Health Insurance: 5 Things That Every Individual Needs to Know Before Buying Health Policy in India

Health insurance in India can be a complex terrain to navigate. It’s not just about choosing a perfect health policy; it’s about making the right choices to safeguard your health and finances. In this comprehensive guide, we’ll decode the intricacies of health insurance, empowering you to make better investment choices.

Health Insurance Plans in India

In the world of health insurance, India offers a diverse array of plans tailored to cover medical expenses in the event of illness or injury. These plans not only furnish financial security but also harbour a lesser-known advantage: tax benefits.

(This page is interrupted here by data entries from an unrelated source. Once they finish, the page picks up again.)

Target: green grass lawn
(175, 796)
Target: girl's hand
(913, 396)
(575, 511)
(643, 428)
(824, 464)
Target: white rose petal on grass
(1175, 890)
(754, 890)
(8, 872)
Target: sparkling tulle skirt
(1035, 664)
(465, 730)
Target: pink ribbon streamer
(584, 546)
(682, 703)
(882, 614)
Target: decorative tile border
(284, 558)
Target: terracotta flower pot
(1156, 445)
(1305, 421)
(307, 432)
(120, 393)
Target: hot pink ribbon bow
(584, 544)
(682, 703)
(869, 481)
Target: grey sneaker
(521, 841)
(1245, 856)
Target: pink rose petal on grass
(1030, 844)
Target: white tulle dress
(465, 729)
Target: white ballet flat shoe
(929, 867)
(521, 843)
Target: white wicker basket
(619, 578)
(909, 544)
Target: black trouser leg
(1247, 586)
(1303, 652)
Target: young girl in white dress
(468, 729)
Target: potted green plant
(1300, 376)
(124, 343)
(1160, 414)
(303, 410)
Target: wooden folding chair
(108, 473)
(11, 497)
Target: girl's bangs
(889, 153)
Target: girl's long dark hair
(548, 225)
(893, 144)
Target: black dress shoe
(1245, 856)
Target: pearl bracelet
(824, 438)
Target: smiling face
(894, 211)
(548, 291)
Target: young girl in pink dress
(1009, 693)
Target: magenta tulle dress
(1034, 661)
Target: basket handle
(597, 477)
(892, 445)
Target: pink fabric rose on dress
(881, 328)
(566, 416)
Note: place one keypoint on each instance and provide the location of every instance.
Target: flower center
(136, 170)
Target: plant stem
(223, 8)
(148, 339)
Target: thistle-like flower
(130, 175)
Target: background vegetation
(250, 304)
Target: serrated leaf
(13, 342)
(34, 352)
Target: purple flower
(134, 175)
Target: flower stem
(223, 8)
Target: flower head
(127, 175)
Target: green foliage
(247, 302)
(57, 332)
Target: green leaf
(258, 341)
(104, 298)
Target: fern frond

India hosts a variety of health insurance plans, including individual plans, family floater plans, senior citizen plans, top-up plans, critical illness plans, and more. Each health insurance plan boasts its unique attributes, coverage, exclusions, benefits, and limitations. Therefore, a prudent approach involves comparing these diverse plans from various insurers prior to making a selection.

5 Things to Keep in Mind

Understanding Waiting Periods in Health Insurance Policy

When considering a health insurance policy, you must grasp the concept of waiting periods. These periods determine when your coverage kicks in. There are three main types:

  1. Standard Waiting Period: This is a universal 30-day waiting period during which expenses related to any illness are not covered, except for accidents.
  2. Pre-Existing Diseases (PED) Waiting Period: PED coverage starts two to four years from policy issuance for conditions diagnosed or treated up to 48 months before policy inception. For instance, if you were diagnosed with diabetes in March 2018 and obtained a policy in January 2021, diabetes qualifies as a PED. Coverage begins in January 2024, assuming a three-year waiting period.
  3. Specified Disease/Procedure Waiting Period: Some policies include waiting periods for specific diseases or procedures, often around two years.

Room Rent Capping

Health insurance policies often limit room rent expenses, even if your hospitalisation bill is within the sum insured. Your insurer may cover room rent up to a specific limit, or they might specify the type of room you’re entitled to.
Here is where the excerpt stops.